Updated

Former President Jimmy Carter, an outspoken critic of Israeli settlements, met Sunday with West Bank settlers in what he described as a chance to "listen" and make his views known.

Carter met with settler leader Shaul Goldstein and others at the pastoral settlement of Neve Daniel, south of Jerusalem. Carter said he was "here to listen" to the settlers, and that he hoped to "make sure they understand my own attitude toward Israel and the Jewish population in the world and toward the Jewish settlers."

Later, Carter sat in Goldstein's living room, positioned under five books of the Hebrew Bible on a bookshelf.

"This is our homeland, but we recognize there are other people living next to us," Goldstein told him, referring to the Palestinians, who view the West Bank as part of a future state.

Jewish settlement in the West Bank is one of the key points of dispute among Israelis and Palestinians. Much of the international community views settlements as an obstacle to a peace deal.
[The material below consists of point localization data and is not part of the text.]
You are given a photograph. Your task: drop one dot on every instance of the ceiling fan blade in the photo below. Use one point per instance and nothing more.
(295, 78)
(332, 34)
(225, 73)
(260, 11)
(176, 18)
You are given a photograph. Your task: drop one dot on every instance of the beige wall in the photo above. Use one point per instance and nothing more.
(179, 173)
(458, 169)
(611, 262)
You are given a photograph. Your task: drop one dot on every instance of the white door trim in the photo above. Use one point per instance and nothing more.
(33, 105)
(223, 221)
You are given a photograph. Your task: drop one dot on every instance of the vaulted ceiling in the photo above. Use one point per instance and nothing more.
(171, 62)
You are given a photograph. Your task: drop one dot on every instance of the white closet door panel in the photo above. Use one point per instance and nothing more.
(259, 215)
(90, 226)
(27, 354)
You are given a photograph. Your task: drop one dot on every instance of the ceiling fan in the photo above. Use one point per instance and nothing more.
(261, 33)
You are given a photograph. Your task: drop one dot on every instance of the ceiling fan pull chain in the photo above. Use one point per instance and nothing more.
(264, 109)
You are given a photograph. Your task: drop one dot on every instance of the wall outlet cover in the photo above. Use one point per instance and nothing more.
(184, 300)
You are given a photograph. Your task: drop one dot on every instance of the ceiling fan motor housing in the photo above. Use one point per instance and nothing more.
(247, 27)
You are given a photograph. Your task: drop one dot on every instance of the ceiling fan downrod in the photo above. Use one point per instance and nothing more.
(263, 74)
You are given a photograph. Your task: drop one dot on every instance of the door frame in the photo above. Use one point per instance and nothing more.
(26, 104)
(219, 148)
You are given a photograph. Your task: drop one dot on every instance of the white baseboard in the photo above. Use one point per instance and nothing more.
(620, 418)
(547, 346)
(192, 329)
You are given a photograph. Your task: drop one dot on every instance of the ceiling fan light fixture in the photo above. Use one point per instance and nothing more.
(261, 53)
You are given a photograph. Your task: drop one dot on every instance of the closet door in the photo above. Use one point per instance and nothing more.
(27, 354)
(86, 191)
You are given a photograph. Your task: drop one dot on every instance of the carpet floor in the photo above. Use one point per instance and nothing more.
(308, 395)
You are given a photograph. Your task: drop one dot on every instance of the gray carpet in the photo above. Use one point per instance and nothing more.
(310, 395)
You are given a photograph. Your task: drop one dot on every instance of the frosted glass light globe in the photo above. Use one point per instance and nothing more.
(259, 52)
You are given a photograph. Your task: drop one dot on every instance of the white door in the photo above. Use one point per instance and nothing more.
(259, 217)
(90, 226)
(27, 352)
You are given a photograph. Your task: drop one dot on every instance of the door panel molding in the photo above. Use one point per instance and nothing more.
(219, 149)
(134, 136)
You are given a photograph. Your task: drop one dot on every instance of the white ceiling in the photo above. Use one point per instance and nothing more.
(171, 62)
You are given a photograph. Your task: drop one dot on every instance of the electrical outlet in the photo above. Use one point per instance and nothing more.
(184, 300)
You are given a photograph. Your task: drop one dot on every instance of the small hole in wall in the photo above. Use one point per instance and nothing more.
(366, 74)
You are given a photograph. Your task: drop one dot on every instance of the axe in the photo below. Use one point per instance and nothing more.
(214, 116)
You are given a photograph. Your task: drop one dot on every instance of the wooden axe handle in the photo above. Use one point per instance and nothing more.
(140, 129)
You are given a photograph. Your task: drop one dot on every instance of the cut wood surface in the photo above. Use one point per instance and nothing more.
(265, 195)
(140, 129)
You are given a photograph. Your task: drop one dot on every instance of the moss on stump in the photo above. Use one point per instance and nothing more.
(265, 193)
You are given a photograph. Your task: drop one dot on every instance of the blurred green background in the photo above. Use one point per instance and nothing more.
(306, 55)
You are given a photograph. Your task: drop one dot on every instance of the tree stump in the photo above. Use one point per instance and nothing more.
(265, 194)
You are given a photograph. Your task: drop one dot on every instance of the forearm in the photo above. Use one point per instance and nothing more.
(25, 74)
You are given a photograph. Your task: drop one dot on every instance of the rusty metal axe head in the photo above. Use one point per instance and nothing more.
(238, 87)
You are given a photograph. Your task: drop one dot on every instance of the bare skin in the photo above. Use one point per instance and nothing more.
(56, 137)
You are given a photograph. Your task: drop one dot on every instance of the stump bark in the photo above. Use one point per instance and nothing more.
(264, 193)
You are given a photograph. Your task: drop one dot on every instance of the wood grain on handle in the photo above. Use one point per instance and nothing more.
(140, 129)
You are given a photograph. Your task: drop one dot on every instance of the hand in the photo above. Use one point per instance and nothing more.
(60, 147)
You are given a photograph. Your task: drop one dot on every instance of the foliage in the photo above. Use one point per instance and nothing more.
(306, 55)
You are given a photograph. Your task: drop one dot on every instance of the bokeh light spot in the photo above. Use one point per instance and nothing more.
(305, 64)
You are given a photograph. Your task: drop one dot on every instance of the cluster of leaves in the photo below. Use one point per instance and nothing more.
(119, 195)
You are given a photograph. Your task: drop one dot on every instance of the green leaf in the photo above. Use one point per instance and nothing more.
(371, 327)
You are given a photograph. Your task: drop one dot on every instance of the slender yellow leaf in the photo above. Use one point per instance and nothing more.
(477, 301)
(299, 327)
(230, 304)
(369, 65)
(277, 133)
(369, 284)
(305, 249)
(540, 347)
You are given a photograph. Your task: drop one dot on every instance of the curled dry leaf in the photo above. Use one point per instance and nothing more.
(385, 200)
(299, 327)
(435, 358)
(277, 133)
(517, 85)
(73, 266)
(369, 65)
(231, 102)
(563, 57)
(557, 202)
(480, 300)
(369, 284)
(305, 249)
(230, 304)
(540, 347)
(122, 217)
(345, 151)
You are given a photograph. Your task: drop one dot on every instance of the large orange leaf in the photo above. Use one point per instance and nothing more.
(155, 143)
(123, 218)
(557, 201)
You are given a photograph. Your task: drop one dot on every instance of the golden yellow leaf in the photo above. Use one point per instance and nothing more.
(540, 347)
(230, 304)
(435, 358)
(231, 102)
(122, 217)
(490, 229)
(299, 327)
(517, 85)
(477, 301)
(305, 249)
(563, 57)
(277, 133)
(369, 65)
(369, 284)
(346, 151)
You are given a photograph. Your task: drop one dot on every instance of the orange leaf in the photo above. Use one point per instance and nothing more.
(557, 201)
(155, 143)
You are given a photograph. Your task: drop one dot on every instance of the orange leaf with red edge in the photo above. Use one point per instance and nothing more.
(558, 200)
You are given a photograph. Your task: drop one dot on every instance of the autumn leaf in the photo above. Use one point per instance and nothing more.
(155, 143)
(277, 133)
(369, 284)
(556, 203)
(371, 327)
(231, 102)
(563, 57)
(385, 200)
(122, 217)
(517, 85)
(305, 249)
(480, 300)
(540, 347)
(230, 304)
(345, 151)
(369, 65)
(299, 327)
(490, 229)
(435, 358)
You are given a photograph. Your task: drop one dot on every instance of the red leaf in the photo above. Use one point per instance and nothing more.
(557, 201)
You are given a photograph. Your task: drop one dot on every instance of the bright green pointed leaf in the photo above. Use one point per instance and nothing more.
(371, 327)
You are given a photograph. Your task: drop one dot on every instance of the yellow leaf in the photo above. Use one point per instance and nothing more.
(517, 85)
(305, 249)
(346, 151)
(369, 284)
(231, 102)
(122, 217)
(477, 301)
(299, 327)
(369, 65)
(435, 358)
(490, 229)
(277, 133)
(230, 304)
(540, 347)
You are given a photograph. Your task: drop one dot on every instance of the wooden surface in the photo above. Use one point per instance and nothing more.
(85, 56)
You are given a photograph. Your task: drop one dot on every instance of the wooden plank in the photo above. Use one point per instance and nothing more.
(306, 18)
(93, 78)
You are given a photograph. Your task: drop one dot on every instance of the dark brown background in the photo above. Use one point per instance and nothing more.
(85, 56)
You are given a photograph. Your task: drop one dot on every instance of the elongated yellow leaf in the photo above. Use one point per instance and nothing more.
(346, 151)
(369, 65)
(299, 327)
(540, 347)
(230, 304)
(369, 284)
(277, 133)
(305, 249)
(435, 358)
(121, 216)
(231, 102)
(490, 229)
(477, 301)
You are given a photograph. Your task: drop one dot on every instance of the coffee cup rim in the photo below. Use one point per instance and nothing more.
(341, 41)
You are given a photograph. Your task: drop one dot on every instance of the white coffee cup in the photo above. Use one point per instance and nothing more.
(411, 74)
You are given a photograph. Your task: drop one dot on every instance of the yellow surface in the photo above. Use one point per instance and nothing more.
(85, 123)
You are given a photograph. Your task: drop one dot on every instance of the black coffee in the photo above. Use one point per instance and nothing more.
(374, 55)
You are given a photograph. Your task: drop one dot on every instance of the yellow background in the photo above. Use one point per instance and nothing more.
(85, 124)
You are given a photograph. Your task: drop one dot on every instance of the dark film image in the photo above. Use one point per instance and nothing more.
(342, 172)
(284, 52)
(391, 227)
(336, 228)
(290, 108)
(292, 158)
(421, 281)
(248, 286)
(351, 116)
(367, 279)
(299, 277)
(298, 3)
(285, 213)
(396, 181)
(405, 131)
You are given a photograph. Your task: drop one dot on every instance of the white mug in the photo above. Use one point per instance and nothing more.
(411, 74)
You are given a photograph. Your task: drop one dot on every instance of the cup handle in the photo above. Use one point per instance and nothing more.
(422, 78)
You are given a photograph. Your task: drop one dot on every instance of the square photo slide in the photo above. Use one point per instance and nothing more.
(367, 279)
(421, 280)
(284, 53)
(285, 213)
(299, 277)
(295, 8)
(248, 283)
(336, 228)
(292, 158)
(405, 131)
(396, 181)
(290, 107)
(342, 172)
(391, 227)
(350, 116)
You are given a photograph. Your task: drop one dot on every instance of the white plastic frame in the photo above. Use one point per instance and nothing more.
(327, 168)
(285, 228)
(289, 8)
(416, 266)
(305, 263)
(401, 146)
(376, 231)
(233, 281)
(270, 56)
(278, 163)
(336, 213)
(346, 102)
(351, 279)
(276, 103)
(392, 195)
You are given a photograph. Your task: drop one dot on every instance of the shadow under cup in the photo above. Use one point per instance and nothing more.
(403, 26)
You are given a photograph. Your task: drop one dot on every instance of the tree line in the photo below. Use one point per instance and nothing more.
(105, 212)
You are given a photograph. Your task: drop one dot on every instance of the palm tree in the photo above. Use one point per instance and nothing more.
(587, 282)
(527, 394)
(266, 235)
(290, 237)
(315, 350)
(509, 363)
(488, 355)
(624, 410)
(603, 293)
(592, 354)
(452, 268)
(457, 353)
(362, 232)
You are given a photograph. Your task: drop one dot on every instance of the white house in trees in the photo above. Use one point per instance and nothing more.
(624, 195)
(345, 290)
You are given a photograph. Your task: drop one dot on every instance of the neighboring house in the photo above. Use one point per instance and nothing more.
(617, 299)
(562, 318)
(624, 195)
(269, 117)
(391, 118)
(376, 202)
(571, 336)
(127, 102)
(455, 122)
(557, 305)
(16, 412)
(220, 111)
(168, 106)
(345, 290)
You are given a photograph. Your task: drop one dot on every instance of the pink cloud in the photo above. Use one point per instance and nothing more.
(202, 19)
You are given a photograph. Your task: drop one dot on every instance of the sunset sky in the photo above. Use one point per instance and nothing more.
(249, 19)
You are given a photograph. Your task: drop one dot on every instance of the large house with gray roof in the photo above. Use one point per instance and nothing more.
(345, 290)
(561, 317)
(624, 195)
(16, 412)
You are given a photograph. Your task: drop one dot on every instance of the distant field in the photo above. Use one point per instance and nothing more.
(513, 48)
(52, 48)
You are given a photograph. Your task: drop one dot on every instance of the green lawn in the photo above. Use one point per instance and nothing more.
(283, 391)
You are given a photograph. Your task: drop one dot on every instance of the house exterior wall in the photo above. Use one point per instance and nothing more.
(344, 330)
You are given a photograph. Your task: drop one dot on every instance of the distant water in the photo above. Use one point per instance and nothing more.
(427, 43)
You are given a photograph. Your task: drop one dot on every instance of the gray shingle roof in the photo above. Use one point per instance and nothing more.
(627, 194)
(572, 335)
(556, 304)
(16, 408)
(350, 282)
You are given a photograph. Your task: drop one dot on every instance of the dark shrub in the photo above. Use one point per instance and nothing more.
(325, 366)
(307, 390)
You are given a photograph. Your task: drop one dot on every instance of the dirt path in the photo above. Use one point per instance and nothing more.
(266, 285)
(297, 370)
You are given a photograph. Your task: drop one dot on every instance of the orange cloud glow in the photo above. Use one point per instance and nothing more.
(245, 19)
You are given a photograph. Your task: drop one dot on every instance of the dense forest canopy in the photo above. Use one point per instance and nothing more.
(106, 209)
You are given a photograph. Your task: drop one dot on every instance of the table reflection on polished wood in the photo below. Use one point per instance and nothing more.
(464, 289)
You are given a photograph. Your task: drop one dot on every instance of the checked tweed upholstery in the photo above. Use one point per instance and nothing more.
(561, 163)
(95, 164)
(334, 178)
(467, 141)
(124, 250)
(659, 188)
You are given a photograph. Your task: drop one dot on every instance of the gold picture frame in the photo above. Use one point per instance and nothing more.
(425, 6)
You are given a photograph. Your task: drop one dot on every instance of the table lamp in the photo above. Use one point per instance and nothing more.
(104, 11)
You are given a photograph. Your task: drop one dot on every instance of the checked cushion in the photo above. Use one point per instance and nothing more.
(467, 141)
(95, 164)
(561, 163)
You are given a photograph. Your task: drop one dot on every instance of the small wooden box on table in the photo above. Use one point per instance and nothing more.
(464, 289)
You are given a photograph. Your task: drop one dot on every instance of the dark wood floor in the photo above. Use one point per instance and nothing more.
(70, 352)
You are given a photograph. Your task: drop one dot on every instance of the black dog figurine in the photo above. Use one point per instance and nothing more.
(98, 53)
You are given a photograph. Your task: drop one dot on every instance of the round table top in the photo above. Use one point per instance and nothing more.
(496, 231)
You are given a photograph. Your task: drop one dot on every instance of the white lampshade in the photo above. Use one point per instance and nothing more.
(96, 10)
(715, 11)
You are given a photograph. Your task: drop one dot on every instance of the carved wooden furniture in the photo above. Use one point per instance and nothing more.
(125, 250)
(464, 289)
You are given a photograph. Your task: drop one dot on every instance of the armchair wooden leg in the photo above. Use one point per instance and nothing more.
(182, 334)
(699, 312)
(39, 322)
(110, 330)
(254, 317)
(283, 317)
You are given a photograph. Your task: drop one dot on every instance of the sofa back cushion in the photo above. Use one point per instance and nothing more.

Settlers, and many Israelis, see the West Bank as the Jewish people's Biblical heartland and say Israel should not cede it. Israeli Prime Minister Benjamin Netanyahu has come under pressure from President Barack Obama to halt settlement construction, but has so far refused to do so.

Carter, 85, brokered the historic peace deal between Israel and Egypt in 1979. In a controversial 2007 book, "Palestine: Peace Not Apartheid," Carter argued that Israel has to choose between ceding the West Bank to the Palestinians in a peace deal or maintaining a system of ethnic inequality similar to that of the apartheid regime in South Africa.

Views like that have made Carter unpopular among settlers and their supporters. A group of local settlers circulated an open letter titled, "Jimmy Carter go home," saying the former president was an "anti-Semite" and "not welcome here."

"Mr. Carter is an advocate for those seeking to destroy Israel, and the fact that he contributes to that agenda under the guise of a man of good will seeking peace only makes him more dangerous and his efforts more dishonest," the letter said.